There There by Tommy Orange (Vintage, £8.99, 304pp)
The only shortlistee with a title inspired by both Radiohead and Gertrude Stein is a tragedy in the voices of a dozen Native Americans in Oakland, California, as they prepare for a community pow-wow. It's not romanticised, with gun violence, drugs, mental ill-health and foetal alcohol syndrome; nor is it subtle. But the range of voices and styles – first-, second- and third-person narratives – and pacy energy make it gripping. "No one is interested in the Native American story," says one character. "It's too sad, so sad it can't even be entertaining." Au contraire!

The Friend by Sigrid Nunez (Virago, £8.99, 224pp)
This book about a woman who, after her friend's suicide, takes on his dog, has become a popular phenomenon. You can see why: it's clean and light, nutritious but not too stodgy. It reads more like an essay or memoir than a novel, done in tasteful tones and sprinkled with literary sources – Rilke, Ginzburg, Ackerley and, surprisingly, James Patterson – with thoughts on writing, sex and suicide. The depths therefore may be secondhand, but it's smart enough to get away with it: "Please say nothing bad happens to the dog!" she imagines the reader imploring. (It doesn't.)

Drive Your Plow Over the Bones of the Dead by Olga Tokarczuk, translated by Antonia Lloyd-Jones (Fitzcarraldo Editions, £8.99, 272pp)

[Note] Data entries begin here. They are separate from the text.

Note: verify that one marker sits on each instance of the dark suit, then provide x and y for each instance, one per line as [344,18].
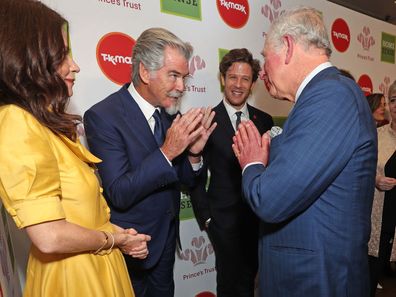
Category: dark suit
[314,198]
[142,189]
[233,229]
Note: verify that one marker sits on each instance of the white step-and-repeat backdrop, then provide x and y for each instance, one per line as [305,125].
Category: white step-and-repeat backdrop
[103,33]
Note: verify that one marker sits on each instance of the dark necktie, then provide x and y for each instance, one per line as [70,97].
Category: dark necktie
[238,121]
[158,129]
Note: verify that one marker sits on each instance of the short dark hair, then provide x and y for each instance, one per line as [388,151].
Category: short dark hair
[374,100]
[32,49]
[240,55]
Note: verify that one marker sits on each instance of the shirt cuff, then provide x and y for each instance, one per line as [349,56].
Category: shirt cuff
[170,163]
[197,166]
[250,164]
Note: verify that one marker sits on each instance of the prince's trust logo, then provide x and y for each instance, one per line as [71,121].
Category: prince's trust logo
[384,86]
[196,64]
[199,251]
[367,41]
[272,11]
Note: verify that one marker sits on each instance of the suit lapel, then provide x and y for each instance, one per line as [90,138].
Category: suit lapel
[224,119]
[255,119]
[136,121]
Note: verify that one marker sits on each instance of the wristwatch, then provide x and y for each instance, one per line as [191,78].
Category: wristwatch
[207,222]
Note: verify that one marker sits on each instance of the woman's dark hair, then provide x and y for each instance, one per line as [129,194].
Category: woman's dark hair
[240,55]
[31,51]
[374,101]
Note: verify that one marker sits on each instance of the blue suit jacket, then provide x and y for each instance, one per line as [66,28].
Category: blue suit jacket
[314,198]
[141,188]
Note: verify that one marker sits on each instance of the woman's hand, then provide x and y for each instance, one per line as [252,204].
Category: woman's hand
[384,183]
[132,243]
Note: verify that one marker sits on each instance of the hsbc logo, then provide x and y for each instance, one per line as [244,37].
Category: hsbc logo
[116,59]
[231,5]
[339,35]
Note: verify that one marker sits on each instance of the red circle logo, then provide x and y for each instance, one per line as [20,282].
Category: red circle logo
[365,84]
[234,13]
[340,35]
[114,56]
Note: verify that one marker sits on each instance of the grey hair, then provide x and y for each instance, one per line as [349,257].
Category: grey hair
[392,90]
[149,50]
[304,24]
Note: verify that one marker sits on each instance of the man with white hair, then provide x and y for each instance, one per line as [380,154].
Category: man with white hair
[146,155]
[313,192]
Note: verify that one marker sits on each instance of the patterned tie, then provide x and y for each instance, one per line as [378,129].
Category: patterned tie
[158,129]
[238,121]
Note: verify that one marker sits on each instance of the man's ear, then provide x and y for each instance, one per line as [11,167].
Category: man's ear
[289,44]
[144,73]
[252,86]
[222,80]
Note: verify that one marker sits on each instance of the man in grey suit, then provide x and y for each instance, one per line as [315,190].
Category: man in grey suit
[231,225]
[313,192]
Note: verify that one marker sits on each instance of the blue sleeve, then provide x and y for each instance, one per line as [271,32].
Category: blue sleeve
[316,144]
[125,183]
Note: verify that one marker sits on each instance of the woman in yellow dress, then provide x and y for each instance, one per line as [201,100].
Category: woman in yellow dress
[47,179]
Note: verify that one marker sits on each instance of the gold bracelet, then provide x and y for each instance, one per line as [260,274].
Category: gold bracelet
[112,243]
[104,243]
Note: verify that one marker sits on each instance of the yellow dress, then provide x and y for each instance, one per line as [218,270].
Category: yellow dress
[44,177]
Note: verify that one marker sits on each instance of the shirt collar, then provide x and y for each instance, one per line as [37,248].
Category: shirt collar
[144,106]
[310,76]
[231,110]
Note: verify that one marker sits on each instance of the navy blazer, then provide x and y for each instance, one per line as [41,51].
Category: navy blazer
[314,198]
[141,188]
[224,190]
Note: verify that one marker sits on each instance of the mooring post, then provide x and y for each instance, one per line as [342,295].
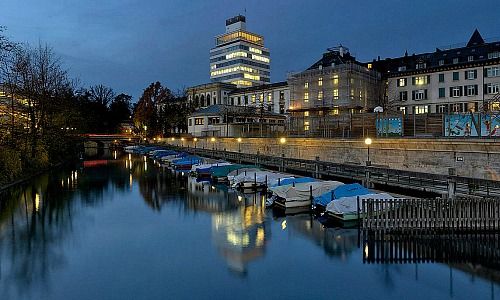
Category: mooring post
[452,183]
[367,182]
[316,167]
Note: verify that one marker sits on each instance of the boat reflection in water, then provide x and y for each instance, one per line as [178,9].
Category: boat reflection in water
[239,230]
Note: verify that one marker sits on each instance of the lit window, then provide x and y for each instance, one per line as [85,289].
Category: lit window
[420,80]
[306,126]
[421,109]
[493,72]
[335,94]
[421,66]
[494,55]
[456,91]
[419,95]
[492,88]
[471,90]
[335,79]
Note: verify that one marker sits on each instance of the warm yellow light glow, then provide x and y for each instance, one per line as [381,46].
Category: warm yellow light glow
[283,225]
[37,201]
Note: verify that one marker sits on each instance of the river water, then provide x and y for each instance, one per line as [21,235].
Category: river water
[123,228]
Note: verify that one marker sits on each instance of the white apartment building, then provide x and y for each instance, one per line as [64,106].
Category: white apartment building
[462,79]
[274,97]
[239,56]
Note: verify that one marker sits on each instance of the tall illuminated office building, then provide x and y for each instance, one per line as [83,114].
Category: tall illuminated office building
[239,56]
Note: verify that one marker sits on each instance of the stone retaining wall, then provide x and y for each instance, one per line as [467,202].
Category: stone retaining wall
[470,157]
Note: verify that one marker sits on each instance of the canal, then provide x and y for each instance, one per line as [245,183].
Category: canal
[120,227]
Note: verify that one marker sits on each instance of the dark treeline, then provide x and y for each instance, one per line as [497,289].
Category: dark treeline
[43,111]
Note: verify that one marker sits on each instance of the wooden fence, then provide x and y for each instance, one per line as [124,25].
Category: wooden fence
[483,249]
[437,215]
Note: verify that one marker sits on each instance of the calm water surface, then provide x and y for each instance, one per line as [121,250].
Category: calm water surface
[123,228]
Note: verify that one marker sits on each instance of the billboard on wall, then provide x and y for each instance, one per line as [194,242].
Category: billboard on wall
[472,124]
[461,125]
[490,125]
[389,126]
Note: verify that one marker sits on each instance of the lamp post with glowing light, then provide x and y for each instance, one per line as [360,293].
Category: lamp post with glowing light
[368,142]
[213,143]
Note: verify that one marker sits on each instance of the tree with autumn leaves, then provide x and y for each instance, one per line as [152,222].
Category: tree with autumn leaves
[159,112]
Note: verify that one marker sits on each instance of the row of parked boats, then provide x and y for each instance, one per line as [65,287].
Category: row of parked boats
[285,191]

Tokarczuk cocks a snook at mere mortal prize-winners Burns, Jones and Nunez by being the only Nobel laureate on the list. But the Nobel, to put it mildly, is no guarantee of a good read. Fortunately this is more than a good read, a crunchy, chewy novel with just the right mix of strangeness and clarity, about a woman surrounded by characters with names like Oddball and Dizzy, investigating mysterious deaths (or "metaphysical divorces" as she puts it) and using her invisibility ("Nobody takes any notice of old women") to exact revenge. It's wonderful.